Thursday, August 16, 2012

A Name...Means so much.


Well I wrote yesterday about wanting to name out lil owl...
It didn't take me long...I looked at one gender neutral list....saw Sage and just knew it was perfect. I got hubby's approval and so my littlest angel now has a name :) I needed that. More than I think I even KNEW I needed it. I found peace with Kaitlin's death...this one...not so much, and I know it's still early and very fresh, but something nagged at me about not having a real name for them. Some people can be alright with calling them a little peanut or ladybug, but for me it wasn't enough. So in my heart deep inside it was screaming NAME him or her. Sage as in wise...like an owl...perfect right? It sits well nestled away in my heart that will forever be this little's special space. Fly high sweet pea and give your sister kisses from mommy and let her kiss you too :) 

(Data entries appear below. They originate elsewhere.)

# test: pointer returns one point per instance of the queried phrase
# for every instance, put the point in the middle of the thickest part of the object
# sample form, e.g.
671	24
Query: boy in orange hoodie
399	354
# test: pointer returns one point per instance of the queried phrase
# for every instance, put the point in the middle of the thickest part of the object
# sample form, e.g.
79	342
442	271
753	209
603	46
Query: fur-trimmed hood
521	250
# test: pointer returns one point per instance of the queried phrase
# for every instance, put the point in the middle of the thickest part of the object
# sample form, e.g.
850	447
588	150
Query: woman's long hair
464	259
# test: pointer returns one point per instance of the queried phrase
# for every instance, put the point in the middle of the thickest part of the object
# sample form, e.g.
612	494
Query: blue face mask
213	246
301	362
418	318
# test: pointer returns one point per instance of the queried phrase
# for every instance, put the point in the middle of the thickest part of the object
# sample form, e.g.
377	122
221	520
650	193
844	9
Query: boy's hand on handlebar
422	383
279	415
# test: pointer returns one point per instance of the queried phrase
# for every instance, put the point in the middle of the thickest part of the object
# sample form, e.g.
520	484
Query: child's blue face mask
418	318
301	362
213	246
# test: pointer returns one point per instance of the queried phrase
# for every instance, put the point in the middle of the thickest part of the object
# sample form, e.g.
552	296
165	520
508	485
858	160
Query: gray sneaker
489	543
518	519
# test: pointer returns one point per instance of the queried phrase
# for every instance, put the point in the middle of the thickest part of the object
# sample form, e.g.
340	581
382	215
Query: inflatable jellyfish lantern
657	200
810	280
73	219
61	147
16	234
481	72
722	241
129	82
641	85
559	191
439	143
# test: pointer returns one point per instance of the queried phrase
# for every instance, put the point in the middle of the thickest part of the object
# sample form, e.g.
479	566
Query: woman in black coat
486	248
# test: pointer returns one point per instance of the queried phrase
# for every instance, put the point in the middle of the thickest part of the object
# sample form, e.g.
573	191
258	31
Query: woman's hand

Wednesday, August 15, 2012

Reflection


Its no secret in my life that Kaitlin's death transformed me into who I am today. A whole legacy has been created in her honor and my store if my way of healing and helping others to heal. This loss has left me wondering what to do. I don't know how to feel about it yet let alone how to react to it. It's almost been a month...and I'm stumped still and numb still. I'm glad I went through the loss and didn't get a D&C (it was definitely the right decision for me), because the pain I went through feels like the only reality I have to the fact I had a baby of some sort growing in me. A blighted ovum definitely leaves you in a void. To many they view it as that a baby never grew so how can you feel like you lost one? ... but you did. I don't think it's any different than a person who sees a little on at 6 weeks and finds out they have no heartbeat. Your still left the same way...with no baby. My body thought I was pregnant, I thought I was pregnant, the doc thought I was pregnant, baby or no developed baby the whole thing ends the same. But I have no picture of a baby to mourn, I have little face to look on, nothing. It's the nothing that really tears at your heart. It's hard to process. It makes me feel like this loss will be stuffed away left to get all dusty on a forgotten shelf. So how do I find peace in my heart...I did with Kaitlin...it took awhile but I'm there. I still miss her, love her and wish with all my heart we had her here with us...but i'm at peace with her loss. I feel I do her memory justice...but what do I do with little owl? I think I may try to come up with an appropriate name. I know that I don't know the sex and really was it a baby...but I think it will help me. Owls will still be apart of the legacy he or she will leave...but a name feels very important to me.

The photo is of a new clay piece born from my thoughts today.